If you have the money to enjoy it, retirement can be an amazing time. You'll have the freedom to do things you've always dreamed of, and time on your hands to indulge your hobbies. The key, however, is having a large enough nest egg to do all that.
The good news is that there are three surefire ways to make your retirement account balance bigger and maximize the chances your golden years will be good ones.
1. Save more throughout your career
It may sound obvious, but saving more money throughout your life will leave you with a bigger nest egg as a retiree. The more you save -- and the earlier you start -- the better off you'll be. That's because the money you set aside can start working for you and building wealth.
You don't need to increase your savings by much to end up with a noticeably larger investment account balance. In fact, if you save just an extra $1,000 a year starting at age 30, you could end up with around $160,000 more by age 67.
2. Take advantage of tax-advantaged accounts
Tax-advantaged retirement accounts help you end up with more money in retirement, because they either enable you to invest more throughout your life or they allow you to take money out tax-free as a retiree.
You can choose between traditional or Roth accounts when you invest for retirement. Traditional accounts provide an up-front tax break, so a $10,000 investment in your 401(k) only costs you around $7,800 (if you're in the 22% tax bracket). On the other hand, you invest in Roth accounts with after-tax dollars, but you won't owe taxes on withdrawals in retirement, so you'll be left with more to spend.
Aim to max out contributions in a traditional or Roth 401(k) and/or IRA each year. Many people won't be able to max out both accounts, but get as close as you can.
If you have a qualifying high-deductible health plan and are eligible, you may also want to max out your Health Savings Account. HSAs provide even better tax breaks than other retirement accounts because money is invested and withdrawn tax-free (provided it's used for eligible medical expenses). Once you've hit age 65, you can also withdraw money penalty-free from your HSA for any use -- even non-medical -- but will owe taxes at your ordinary income tax rate.
3. Choose the right Social Security claiming strategy
Finally, if you want more money as a retiree, wait to start your Social Security checks.
Although you can claim them as soon as age 62, you'll be hit with early filing penalties that shrink your checks if you start benefits before full retirement age. And if you don't wait until age 70, you'll also miss delayed retirement credits that increase them.

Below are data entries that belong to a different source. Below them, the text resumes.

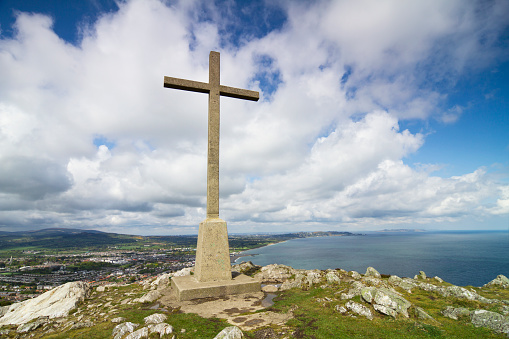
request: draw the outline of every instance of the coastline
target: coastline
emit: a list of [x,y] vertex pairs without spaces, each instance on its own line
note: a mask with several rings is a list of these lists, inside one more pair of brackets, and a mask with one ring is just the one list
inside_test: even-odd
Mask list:
[[[270,244],[267,244],[267,245],[263,245],[263,246],[258,246],[258,247],[253,247],[253,248],[250,248],[246,251],[251,251],[251,250],[256,250],[256,249],[259,249],[259,248],[263,248],[263,247],[268,247],[268,246],[272,246],[272,245],[276,245],[276,244],[282,244],[284,242],[287,242],[288,240],[283,240],[283,241],[278,241],[278,242],[271,242]],[[236,253],[234,255],[230,255],[230,263],[231,264],[236,264],[237,263],[237,259],[239,258],[243,258],[243,257],[254,257],[254,256],[257,256],[258,254],[246,254],[245,252],[246,251],[242,251],[242,252],[239,252],[239,253]]]

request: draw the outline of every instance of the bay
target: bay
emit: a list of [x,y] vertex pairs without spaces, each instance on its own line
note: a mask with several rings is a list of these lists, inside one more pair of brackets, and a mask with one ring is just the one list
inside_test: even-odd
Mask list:
[[419,271],[458,286],[482,286],[509,277],[509,232],[370,232],[361,236],[293,239],[244,252],[237,263],[283,264],[297,269],[335,269],[413,277]]

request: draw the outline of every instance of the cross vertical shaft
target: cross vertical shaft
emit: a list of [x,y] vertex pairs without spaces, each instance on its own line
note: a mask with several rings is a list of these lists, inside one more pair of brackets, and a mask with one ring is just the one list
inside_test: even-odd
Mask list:
[[219,218],[219,53],[209,55],[209,127],[207,150],[207,219]]

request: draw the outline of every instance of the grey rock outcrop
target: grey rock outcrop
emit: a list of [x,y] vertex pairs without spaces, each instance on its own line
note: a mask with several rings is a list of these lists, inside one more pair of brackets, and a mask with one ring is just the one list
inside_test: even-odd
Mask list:
[[159,338],[162,338],[166,334],[173,333],[173,326],[166,323],[148,325],[147,328],[149,333],[159,333]]
[[283,283],[292,276],[295,276],[297,270],[285,265],[272,264],[261,268],[260,272],[255,274],[254,278],[260,281],[272,281]]
[[6,306],[0,326],[25,324],[39,317],[66,317],[89,293],[90,286],[82,281],[58,286],[34,299]]
[[496,312],[475,310],[472,312],[471,321],[475,327],[487,327],[495,332],[509,335],[509,317]]
[[361,296],[380,313],[394,318],[397,314],[401,314],[408,318],[408,308],[412,304],[394,291],[386,288],[365,287],[361,291]]
[[219,332],[214,339],[241,339],[244,337],[244,333],[237,326],[230,326],[224,328]]
[[373,277],[373,278],[381,278],[382,277],[382,275],[380,273],[378,273],[378,271],[375,270],[373,267],[368,267],[366,269],[366,273],[364,274],[364,276]]
[[139,330],[134,331],[133,333],[129,333],[124,339],[141,339],[148,338],[148,328],[143,327]]
[[397,275],[391,275],[389,277],[388,282],[392,286],[400,287],[400,288],[404,289],[405,291],[407,291],[408,293],[412,293],[412,288],[417,286],[417,283],[415,283],[415,281],[413,279],[408,279],[408,278],[402,279],[402,278],[398,277]]
[[160,297],[161,297],[161,292],[159,292],[157,290],[152,290],[152,291],[148,292],[147,294],[145,294],[144,296],[142,296],[141,298],[134,299],[133,302],[135,302],[135,303],[151,303],[153,301],[156,301]]
[[442,311],[442,314],[447,318],[458,320],[460,317],[470,316],[470,310],[465,307],[454,308],[452,306],[447,306],[446,309]]
[[327,272],[327,274],[325,274],[325,279],[327,279],[329,285],[341,283],[341,279],[334,271]]
[[120,339],[123,338],[127,333],[132,333],[136,327],[140,326],[139,324],[132,323],[130,321],[118,324],[113,328],[113,338]]
[[159,324],[164,322],[167,318],[168,316],[165,314],[154,313],[148,317],[145,317],[143,320],[145,321],[145,324]]
[[373,320],[373,314],[370,309],[362,304],[356,303],[355,301],[349,301],[345,304],[345,307],[353,313],[366,317],[369,320]]
[[505,275],[498,275],[495,279],[490,281],[489,283],[485,284],[483,287],[502,287],[502,288],[509,288],[509,279]]

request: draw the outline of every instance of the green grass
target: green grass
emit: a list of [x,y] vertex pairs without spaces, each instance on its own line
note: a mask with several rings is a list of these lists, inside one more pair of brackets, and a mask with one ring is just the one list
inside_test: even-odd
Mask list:
[[[477,301],[465,301],[443,298],[433,292],[414,289],[403,297],[413,305],[423,308],[433,320],[417,319],[412,310],[410,318],[398,316],[397,319],[382,315],[372,309],[373,320],[362,316],[344,316],[335,310],[336,305],[344,305],[348,300],[340,300],[334,292],[347,288],[342,283],[335,288],[312,288],[309,291],[293,289],[276,298],[272,310],[287,312],[294,309],[295,318],[287,325],[297,338],[504,338],[504,335],[493,333],[486,328],[476,328],[468,318],[453,320],[442,315],[447,306],[477,309]],[[317,302],[317,298],[333,298],[331,302]],[[360,297],[352,299],[363,303]],[[369,306],[367,303],[363,303]],[[485,307],[486,305],[482,305]]]

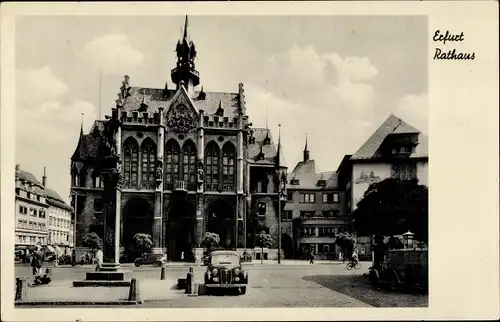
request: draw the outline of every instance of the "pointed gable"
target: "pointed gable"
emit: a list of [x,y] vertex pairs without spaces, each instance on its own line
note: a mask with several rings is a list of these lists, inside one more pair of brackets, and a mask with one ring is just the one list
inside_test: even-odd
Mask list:
[[186,89],[181,86],[165,113],[167,131],[186,133],[196,130],[199,114]]
[[[358,151],[354,153],[351,160],[370,159],[375,157],[380,146],[390,134],[419,134],[420,143],[417,146],[416,153],[412,154],[411,157],[427,156],[427,143],[424,142],[426,141],[426,136],[402,119],[391,114],[372,136],[366,140]],[[422,146],[420,146],[421,144]]]

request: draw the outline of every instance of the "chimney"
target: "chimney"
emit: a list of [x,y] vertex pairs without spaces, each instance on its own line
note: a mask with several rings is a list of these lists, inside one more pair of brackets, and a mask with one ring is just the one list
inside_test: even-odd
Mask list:
[[46,170],[47,170],[47,167],[43,167],[42,186],[44,188],[47,188],[47,176],[45,175]]
[[21,171],[21,165],[19,163],[16,164],[16,171]]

For almost six in 10 retirees, waiting until 70 is the right financial choice -- it results in both more money each month, and a higher amount of lifetime benefits. While you should consider your own personal situation when you make your filing choice, it's undeniable that delaying does result in bigger checks, and thus more monthly income to enjoy in your later years.
If you can raise your Social Security checks and invest more, you should be in great shape to make retirement one of the best times in your life.